The problem says that translation operator mixes these two states together, meaning that they must be degenerate.

Question

Show that the translation operator mixes these two states together (f and g), meaning that they must be degenerate.

This is what I did:

Translation operator: $\hat{T}u(x) = u(x-a)$
$$\hat{T}f(x)= \frac{1}{\sqrt{\pi \hbar} }\cos(pa/\hbar)\cos(px/\hbar) - \frac{1}{\sqrt{\pi \hbar} }\sin(pa/\hbar)\sin(px/\hbar) \\ = \cos(pa/\hbar)f(x)- \sin(pa/\hbar)g(x). $$

I can see that the states are mixed. But it doesn't have the same energy as $f(x)$ and $g(x)$. If I do $\hat{H}\hat{T}f(x) = E_n( \cos(pa/\hbar)f(x)- \sin(pa/\hbar)g(x) )$

The eigenvalue $E_n$ is multiplied by a constant. The only way this is true if I say that $E_n( \cos(pa/\hbar)f(x)- \sin(pa/\hbar)g(x) ) = E_n w(x) $.
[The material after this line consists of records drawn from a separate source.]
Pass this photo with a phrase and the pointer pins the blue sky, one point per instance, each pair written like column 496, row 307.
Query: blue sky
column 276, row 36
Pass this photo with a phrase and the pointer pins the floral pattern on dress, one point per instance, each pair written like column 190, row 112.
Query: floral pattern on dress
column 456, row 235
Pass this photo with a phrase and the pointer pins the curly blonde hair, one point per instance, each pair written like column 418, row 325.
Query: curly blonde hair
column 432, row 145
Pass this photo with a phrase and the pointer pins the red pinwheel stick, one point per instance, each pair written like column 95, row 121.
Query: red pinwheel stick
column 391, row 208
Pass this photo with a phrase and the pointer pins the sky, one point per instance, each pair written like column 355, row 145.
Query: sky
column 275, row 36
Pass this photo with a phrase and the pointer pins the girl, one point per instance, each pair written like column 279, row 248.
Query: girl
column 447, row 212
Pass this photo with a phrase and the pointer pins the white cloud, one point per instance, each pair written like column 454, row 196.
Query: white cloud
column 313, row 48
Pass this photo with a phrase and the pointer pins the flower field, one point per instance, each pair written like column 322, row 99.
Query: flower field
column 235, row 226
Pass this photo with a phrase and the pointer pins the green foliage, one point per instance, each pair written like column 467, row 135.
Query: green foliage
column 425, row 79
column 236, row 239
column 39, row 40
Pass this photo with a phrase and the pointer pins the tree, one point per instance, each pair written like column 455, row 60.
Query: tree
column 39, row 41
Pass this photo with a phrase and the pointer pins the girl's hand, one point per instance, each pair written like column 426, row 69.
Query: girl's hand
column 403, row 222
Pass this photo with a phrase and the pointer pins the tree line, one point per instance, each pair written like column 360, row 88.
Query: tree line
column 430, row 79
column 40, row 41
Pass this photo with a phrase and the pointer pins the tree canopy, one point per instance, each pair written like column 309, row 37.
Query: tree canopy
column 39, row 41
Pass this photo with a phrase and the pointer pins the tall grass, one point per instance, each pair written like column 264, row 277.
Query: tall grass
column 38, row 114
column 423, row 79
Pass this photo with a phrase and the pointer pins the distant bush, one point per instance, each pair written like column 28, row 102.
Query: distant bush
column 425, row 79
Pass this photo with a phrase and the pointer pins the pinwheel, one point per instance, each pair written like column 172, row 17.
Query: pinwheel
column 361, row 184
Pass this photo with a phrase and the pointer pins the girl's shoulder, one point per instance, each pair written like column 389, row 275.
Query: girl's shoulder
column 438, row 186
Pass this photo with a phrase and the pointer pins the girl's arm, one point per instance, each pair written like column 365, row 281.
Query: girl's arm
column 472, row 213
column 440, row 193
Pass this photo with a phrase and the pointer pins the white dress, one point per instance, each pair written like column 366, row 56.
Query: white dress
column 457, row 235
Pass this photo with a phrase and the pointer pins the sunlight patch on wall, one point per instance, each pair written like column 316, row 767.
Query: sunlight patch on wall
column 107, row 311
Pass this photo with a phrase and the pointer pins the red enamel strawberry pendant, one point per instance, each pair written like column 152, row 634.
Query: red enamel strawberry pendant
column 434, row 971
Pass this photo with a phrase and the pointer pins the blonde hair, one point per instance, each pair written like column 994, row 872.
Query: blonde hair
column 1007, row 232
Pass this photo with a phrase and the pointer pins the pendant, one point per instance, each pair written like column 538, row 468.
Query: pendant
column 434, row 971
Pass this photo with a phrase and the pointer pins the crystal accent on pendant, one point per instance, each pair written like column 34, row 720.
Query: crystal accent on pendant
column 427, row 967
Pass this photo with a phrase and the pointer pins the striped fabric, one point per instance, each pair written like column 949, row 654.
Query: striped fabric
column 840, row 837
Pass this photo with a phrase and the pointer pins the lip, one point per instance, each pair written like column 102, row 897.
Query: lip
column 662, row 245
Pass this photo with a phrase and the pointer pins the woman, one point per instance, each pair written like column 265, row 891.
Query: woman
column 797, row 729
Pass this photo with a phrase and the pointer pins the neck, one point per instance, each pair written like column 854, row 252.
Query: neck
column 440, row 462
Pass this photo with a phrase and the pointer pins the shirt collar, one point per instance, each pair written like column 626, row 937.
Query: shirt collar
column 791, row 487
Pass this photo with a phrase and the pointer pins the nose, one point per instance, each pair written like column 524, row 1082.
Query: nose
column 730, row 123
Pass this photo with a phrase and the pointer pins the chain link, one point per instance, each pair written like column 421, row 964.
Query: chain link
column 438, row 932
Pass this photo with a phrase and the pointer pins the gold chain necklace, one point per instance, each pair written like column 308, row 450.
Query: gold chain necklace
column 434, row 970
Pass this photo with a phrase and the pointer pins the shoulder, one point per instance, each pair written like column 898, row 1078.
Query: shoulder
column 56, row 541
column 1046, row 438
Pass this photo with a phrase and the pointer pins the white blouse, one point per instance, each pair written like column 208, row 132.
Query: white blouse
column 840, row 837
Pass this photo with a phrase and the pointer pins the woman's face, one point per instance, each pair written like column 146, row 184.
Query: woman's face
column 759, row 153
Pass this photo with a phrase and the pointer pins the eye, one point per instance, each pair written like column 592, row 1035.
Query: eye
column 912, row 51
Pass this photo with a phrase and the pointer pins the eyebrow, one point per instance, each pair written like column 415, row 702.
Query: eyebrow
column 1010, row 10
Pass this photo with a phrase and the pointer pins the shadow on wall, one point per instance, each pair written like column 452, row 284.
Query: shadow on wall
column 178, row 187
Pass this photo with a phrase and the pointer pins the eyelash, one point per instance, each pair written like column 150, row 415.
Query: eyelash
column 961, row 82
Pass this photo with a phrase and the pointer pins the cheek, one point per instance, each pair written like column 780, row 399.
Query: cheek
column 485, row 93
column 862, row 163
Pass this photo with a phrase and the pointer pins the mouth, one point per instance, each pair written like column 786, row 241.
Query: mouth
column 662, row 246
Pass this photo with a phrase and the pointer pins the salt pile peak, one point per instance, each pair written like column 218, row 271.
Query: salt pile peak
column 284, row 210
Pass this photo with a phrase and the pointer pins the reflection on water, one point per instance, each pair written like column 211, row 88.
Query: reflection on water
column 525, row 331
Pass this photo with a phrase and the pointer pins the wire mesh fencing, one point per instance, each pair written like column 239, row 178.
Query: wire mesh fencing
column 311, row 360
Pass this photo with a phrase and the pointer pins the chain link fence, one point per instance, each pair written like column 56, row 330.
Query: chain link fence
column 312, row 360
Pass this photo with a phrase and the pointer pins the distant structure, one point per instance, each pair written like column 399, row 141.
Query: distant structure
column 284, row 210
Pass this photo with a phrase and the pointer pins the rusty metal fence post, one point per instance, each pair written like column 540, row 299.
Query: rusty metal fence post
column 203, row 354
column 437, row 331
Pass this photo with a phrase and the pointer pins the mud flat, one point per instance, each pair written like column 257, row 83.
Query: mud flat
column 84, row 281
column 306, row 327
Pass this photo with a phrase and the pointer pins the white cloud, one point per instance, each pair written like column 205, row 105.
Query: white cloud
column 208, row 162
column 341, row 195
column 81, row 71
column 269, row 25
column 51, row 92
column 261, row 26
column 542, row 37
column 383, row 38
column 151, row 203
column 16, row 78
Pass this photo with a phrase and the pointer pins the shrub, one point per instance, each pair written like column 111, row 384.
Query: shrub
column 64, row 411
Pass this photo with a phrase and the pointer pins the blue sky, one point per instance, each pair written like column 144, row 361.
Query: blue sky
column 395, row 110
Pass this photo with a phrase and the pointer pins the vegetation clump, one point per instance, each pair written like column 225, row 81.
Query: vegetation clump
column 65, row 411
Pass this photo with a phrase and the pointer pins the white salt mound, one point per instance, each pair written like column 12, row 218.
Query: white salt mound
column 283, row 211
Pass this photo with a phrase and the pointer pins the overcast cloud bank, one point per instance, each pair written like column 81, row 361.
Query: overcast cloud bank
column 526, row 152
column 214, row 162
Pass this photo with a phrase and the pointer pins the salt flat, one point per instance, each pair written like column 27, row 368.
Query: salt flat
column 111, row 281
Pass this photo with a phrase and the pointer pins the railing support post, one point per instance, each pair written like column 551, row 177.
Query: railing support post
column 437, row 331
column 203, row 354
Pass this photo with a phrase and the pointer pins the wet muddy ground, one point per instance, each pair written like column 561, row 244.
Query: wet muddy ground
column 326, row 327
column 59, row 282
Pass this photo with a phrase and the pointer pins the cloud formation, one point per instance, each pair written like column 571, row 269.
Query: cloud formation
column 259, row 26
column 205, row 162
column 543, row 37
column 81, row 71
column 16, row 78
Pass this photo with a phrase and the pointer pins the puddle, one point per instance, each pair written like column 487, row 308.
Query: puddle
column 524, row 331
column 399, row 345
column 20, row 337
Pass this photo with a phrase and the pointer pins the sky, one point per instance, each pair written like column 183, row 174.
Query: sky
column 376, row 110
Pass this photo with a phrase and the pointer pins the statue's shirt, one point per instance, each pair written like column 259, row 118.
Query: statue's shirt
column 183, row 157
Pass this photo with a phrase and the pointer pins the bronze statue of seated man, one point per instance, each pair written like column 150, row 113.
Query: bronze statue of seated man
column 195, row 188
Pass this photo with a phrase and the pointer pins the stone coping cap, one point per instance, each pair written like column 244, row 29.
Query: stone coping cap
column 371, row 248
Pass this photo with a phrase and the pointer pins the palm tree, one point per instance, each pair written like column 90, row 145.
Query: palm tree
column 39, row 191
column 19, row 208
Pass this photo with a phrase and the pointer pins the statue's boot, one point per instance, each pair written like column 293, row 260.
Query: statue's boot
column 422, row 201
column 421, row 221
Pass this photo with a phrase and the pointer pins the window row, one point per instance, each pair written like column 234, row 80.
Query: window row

Couldn't I show that they are degenerate by using the simple fact that $\hat{H} f(x) = E_n f(x) $ and $\hat{H} g(x) = E_n g(x) $, because [$\hat{H},\hat{\Pi}] =0$ ?

Answer 1

I dont get the question but from what I get you have the following let

$P$ is parity operator $T$ is translation operator and let $$[T,H]=[P,H]=0$$ also let

so we have $$T|\alpha\rangle=|\beta\rangle$$ $$P|\alpha\rangle=|\gamma\rangle$$ also all those three have same energy since $T$ and $P$ commutes with hamiltonian. now we have $$[T,P]=C$$ c is some operator which is not important

now $$\langle\alpha| TP|\alpha\rangle\neq\langle\alpha| PT|\alpha\rangle=\langle\alpha| TP|\alpha\rangle+\langle\alpha| C|\alpha\rangle\neq1$$ thus $\gamma$ $\beta$ states are different states with same energy thus here is your degeneracy. here the idea is to show hamiltonian has different eigen states with same energy. and party with translation enforces it.

Answer 2

Couldn't I show that they are degenerate by using the simple fact that $\hat{H} f(x) = E_n f(x) $ and $\hat{H} g(x) = E_n f(x) $, because [$\hat{H},\hat{\Pi}] =0$ ?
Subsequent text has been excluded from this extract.